Mohammed was barely 15 years old when he started working at a spot selling coffee, with a salary not exceeding 150 dinars, in order to contribute to the provision of supplies and basic needs to his family.


“I feel like today was two days,” described the young Mohammed, his body possessed by fatigue and exhaustion during his long hours of work, in excess of the legal limit.


He returned back to the ninth grade with his talk about how his mother encouraged him to work in order to support her in home expenses, and to provide tuition for his sister--a request that prevents him from leaving work.


The increasing phenomenon of child labor is not accompanied by accurate statistics to measure the size of this phenomenon. The most recent ones date back to 2007 and showed that the number of children involved in labor amounted to about 33,000.

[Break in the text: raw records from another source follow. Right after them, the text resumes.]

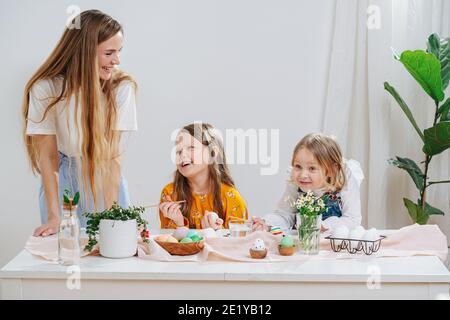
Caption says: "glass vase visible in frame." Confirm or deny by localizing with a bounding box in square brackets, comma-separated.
[58, 206, 81, 266]
[298, 214, 322, 255]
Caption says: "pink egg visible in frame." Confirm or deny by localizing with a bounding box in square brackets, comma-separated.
[172, 227, 189, 241]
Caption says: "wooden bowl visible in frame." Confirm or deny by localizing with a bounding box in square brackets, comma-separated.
[250, 249, 267, 259]
[278, 246, 296, 256]
[155, 240, 205, 256]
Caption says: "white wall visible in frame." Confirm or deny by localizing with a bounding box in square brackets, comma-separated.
[0, 0, 335, 265]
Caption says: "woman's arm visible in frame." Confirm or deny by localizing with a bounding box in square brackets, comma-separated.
[33, 135, 59, 237]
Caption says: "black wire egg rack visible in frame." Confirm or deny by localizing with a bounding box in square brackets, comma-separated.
[325, 236, 386, 255]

The Ministry of Labor has announced the start of a comprehensive national survey of child labor statistics in order to provide recent, comprehensive and reliable data, which will begin in the coming month of June.


The head of the ministry’s inspection directorate, Ayman Khawaldeh, pointed to the reasons for the non-issuance of recent studies, saying that the ministry was not able to conduct a comprehensive study and survey of all sectors and could only sufficiently conduct studies on a partial sample of sectors.



Poverty Draws Children to the Labor Market


The director of the Phoenix Center for Economic Studies, Ahmad Awad, confirmed that the expansion of poverty is one of the leading causes of the high rate of child labor.


Awad indicated that low income rates for some families contributes to their pushing their children into the labor market. Their opinion is that this keeps them from a state of destitution.


According to Nihaya Dabdoub, the director of the National Program to Reduce Child Labor, the decline in economic and social conditions played an important role in increasing this phenomenon which, in her view, has worsened over the last three years.


Awad alluded to the influx of Syrian refugees as having led to the prevalence of child labor.


“The outcome was that some organizations gave up in supporting them and providing for their basic needs,” he said.


Preliminary statistics conducted by the International Labour Organization show that approximately 30,000 Syrian refugee children have entered the labor market, in addition to Jordanian child laborers.


Ayman Khawaldeh anticipates that the number of child laborers exceeds 66,000, as a result of the involvement of Syrian child laborers.


Khawaldeh referred to the ministry’s implementation of 1800 inspection visits to employers during the past year, and the regulation of nearly 1,316 cases, including those of 900 Jordanian child laborers, and 420 Syrian child laborers, most of whom were females.


Studies show that 41% of children work in mechanical professions and 27% work in the catering sector or in the sale of coffee on the roadsides.



Regulations are Absent from Enforcement

Child labor is growing, despite legislation prohibiting their employment, according to Awad, which underlines the lack of effectiveness of that legislation on the ground, in addition to the misapplication of economic and development policies that do not take into account social conditions in helping to overcome this phenomenon.


The Labour Law in Article 73 prohibits the employment of children who have not obtained 16 years of age, and forbids the employment of children between the ages of 16 and 18 in hazardous work.



Overcoming Child Labor: Between Improving Conditions and Activating Laws

Ahmad Awad proposes that changing the realities of living and improving the economic conditions of life forms the basis of reducing the phenomenon of child labor, to within the universally accepted standards.


According to Khawaldeh, the ministry is working on sanctions against employers of child laborers, with fines ranging from 500 to 1,000 dinars for each month of employing the worker.


The ministry also has a social support center which works to find effective solutions to eliminating child labor through rehabilitating them and returning them to school.


On the occasion of the celebration of World Day Against Child Labour, which fell on Friday, June 12, the Ministry of Labor launched a special new administration to address the phenomenon of child labor.